Step 6, regarding suspected leakage data set D_W' extracting all sub-watermarks in each piece of data and connecting the sub-watermarks into a complete watermark;

and 7, searching out a corresponding data receiver, namely an individual revealing data, according to the complete watermark extracted in the step 6 through the watermark index table established in the step 2, and finishing data disclosure tracing.

In step 1, the class label attribute represents the class of the data, and comprises s classes;

conditional attributes refer to characteristics of the data based on which class label attributes of the data can be predicted using conventional prediction means.

In step 2, the original watermark contained in the original data it accepts is the same for the same data receiver.

The KEY is an arbitrary decimal number specified.

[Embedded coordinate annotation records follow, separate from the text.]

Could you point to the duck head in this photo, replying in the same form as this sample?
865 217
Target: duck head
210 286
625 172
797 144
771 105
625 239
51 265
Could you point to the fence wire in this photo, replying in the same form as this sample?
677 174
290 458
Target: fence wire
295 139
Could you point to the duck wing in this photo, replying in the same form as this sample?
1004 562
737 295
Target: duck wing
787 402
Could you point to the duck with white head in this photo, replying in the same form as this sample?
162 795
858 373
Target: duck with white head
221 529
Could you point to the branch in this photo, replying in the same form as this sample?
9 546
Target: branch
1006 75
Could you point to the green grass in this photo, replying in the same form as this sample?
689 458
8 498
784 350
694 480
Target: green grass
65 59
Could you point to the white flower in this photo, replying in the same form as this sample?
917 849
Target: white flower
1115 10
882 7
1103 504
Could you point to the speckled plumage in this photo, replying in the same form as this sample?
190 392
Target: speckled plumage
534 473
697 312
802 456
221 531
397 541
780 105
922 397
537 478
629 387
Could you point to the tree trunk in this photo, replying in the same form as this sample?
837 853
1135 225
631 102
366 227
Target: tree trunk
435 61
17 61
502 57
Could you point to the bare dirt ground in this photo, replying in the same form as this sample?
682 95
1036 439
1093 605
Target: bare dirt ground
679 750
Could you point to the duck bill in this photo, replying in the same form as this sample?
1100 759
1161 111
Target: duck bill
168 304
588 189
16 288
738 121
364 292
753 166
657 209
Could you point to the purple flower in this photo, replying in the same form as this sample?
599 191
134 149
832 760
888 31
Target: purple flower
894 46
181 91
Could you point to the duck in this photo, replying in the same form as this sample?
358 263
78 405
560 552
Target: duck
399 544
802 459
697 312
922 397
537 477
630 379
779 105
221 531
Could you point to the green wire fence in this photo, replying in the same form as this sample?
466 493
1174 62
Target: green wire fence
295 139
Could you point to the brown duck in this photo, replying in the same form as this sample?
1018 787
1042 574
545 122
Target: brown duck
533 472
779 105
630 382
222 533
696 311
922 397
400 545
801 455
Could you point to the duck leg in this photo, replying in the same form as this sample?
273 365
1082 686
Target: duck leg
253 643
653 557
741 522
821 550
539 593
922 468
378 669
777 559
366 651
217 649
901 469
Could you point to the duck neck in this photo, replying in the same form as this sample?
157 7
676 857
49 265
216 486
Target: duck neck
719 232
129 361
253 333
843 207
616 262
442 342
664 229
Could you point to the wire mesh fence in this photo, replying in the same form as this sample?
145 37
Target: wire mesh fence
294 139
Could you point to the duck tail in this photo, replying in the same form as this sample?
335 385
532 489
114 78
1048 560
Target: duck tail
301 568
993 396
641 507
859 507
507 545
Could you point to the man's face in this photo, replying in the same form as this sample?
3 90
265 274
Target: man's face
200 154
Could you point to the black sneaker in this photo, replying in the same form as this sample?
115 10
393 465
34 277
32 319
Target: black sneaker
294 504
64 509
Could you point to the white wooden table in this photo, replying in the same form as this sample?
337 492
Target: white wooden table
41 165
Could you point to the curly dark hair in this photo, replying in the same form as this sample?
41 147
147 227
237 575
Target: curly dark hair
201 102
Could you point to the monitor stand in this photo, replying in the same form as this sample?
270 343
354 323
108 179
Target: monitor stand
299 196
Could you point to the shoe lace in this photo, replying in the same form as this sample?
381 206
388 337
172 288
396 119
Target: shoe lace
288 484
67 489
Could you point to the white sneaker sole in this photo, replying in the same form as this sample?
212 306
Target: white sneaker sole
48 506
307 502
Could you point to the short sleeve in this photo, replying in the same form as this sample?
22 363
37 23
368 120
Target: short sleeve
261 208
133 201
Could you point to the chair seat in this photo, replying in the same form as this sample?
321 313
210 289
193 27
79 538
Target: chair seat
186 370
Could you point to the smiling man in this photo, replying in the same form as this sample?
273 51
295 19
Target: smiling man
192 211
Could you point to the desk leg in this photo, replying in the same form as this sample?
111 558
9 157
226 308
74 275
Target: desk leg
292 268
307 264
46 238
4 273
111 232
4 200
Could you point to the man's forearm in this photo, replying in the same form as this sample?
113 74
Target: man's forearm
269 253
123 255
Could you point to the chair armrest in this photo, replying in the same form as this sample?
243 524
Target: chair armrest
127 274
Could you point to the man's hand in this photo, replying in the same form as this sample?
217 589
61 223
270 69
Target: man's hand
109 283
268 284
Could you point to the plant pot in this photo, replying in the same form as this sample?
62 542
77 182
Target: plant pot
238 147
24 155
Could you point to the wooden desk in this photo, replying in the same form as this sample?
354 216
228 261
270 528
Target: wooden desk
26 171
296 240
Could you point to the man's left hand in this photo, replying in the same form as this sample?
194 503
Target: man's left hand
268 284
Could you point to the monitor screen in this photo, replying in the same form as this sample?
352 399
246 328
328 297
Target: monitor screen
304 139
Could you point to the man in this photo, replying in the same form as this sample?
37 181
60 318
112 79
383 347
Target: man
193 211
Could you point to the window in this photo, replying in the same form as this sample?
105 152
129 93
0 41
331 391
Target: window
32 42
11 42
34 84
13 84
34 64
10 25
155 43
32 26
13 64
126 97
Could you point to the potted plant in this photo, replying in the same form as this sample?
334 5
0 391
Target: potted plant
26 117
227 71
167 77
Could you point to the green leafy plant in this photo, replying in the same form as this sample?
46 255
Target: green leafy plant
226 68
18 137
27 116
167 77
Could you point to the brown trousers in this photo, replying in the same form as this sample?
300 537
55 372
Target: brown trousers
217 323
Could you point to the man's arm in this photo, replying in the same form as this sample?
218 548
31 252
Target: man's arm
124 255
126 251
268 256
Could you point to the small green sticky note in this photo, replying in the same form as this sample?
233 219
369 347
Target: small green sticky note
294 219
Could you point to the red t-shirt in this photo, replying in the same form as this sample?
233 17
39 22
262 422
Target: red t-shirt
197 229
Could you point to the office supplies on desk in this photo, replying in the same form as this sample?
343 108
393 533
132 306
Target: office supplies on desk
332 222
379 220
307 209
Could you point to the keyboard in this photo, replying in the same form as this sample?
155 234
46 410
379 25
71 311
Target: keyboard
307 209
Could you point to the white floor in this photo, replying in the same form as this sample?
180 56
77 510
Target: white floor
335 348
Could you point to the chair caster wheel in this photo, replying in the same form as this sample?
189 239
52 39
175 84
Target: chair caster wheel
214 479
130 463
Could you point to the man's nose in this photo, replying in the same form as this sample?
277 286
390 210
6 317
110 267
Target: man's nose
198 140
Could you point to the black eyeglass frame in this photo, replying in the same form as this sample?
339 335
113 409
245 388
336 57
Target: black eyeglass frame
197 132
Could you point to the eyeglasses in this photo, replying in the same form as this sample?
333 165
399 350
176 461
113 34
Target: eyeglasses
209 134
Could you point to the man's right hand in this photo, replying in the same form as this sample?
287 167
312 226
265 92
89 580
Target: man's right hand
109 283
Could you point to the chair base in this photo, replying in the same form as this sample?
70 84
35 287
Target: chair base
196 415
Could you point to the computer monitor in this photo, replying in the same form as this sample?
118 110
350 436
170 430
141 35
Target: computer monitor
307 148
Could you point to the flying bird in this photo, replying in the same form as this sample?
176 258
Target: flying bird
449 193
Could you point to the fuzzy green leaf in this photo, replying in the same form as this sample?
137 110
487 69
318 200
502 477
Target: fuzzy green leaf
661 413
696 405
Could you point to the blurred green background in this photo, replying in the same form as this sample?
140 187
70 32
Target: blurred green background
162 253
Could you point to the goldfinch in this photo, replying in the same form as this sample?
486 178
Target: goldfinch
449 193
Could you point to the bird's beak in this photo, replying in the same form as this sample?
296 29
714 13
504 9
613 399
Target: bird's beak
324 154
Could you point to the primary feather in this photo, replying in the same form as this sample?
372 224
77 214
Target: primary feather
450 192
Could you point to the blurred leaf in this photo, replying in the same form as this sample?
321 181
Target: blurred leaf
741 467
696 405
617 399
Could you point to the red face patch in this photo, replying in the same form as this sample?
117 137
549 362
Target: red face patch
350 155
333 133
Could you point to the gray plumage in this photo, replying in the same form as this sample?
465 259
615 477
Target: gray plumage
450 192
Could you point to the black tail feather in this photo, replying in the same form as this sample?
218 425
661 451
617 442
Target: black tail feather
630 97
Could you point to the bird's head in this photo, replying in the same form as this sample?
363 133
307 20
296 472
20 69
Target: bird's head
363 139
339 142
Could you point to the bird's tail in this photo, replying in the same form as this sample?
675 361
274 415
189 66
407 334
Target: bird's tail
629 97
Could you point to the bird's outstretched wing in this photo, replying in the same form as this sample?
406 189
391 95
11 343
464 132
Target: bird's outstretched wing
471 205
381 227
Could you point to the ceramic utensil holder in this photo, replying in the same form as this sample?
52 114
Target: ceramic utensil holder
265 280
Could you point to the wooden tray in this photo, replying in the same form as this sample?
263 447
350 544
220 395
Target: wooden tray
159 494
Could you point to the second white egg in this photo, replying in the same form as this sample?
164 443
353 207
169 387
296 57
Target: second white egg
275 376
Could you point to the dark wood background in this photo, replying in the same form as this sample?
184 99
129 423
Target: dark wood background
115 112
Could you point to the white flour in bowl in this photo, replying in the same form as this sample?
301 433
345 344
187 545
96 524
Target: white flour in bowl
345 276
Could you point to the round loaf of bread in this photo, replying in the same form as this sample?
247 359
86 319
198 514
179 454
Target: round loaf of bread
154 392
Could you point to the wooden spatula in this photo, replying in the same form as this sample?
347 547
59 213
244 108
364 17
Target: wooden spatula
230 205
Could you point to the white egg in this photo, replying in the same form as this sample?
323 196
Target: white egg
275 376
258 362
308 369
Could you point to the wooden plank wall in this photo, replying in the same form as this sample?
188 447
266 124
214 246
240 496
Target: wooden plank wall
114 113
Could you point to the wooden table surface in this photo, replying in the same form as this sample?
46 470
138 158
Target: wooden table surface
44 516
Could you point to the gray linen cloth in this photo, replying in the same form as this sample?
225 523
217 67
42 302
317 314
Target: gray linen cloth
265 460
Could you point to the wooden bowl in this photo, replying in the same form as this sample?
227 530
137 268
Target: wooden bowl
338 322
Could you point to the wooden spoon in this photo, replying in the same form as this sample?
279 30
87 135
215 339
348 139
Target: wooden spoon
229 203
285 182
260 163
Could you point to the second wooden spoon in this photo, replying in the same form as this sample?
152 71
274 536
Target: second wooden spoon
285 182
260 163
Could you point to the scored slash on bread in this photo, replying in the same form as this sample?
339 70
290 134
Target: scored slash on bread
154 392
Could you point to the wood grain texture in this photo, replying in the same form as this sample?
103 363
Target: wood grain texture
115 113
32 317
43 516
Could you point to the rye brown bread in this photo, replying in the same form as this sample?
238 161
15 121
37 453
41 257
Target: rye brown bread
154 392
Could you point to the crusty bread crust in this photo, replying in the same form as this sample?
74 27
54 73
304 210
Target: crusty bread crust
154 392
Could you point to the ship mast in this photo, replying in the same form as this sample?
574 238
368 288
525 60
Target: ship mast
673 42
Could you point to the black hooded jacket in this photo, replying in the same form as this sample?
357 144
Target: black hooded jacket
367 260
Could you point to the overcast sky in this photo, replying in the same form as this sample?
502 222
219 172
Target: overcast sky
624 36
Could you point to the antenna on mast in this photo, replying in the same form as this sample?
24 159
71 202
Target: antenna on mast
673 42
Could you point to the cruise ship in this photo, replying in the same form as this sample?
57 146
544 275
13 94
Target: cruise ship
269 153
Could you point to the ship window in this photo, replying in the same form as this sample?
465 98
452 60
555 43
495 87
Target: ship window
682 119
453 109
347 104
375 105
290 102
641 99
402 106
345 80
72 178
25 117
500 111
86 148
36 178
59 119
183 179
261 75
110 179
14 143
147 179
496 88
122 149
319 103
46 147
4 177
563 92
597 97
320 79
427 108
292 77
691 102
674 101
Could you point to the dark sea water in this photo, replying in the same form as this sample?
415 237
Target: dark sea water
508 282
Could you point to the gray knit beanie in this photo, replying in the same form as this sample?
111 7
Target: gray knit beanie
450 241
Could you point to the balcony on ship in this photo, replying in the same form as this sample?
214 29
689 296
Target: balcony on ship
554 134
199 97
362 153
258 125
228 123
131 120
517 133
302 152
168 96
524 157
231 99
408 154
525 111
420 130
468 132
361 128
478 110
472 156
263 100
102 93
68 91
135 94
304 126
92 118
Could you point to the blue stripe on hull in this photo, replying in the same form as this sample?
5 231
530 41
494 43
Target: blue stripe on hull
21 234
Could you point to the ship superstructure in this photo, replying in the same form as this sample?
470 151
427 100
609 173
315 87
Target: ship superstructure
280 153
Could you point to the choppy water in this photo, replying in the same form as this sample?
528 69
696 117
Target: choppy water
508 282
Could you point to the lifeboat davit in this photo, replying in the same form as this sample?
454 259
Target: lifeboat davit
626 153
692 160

Step 3 comprises the following steps:

step 301, calculating the information gain ratio (A) of each condition attribute according to the data table established in step 1_i,D)；

Step 302, calculating Gini coefficient (A) of each condition attribute according to the data table of step 1_i,D)；

Step 303, for the information gain ratio (A) obtained in step 301_iD) and Gini's coefficient determined in step 302 (A)_iD) carrying out weighted average calculation to obtain each attribute A_iImportance index impt _ index (A)_iAnd D), sorting the attributes according to the size of the importance indexes, selecting tt attributes with the minimum importance indexes as the attributes of the watermarks to be embedded, and forming a non-important attribute set attr, wherein tt is more than or equal to 1 and less than or equal to n.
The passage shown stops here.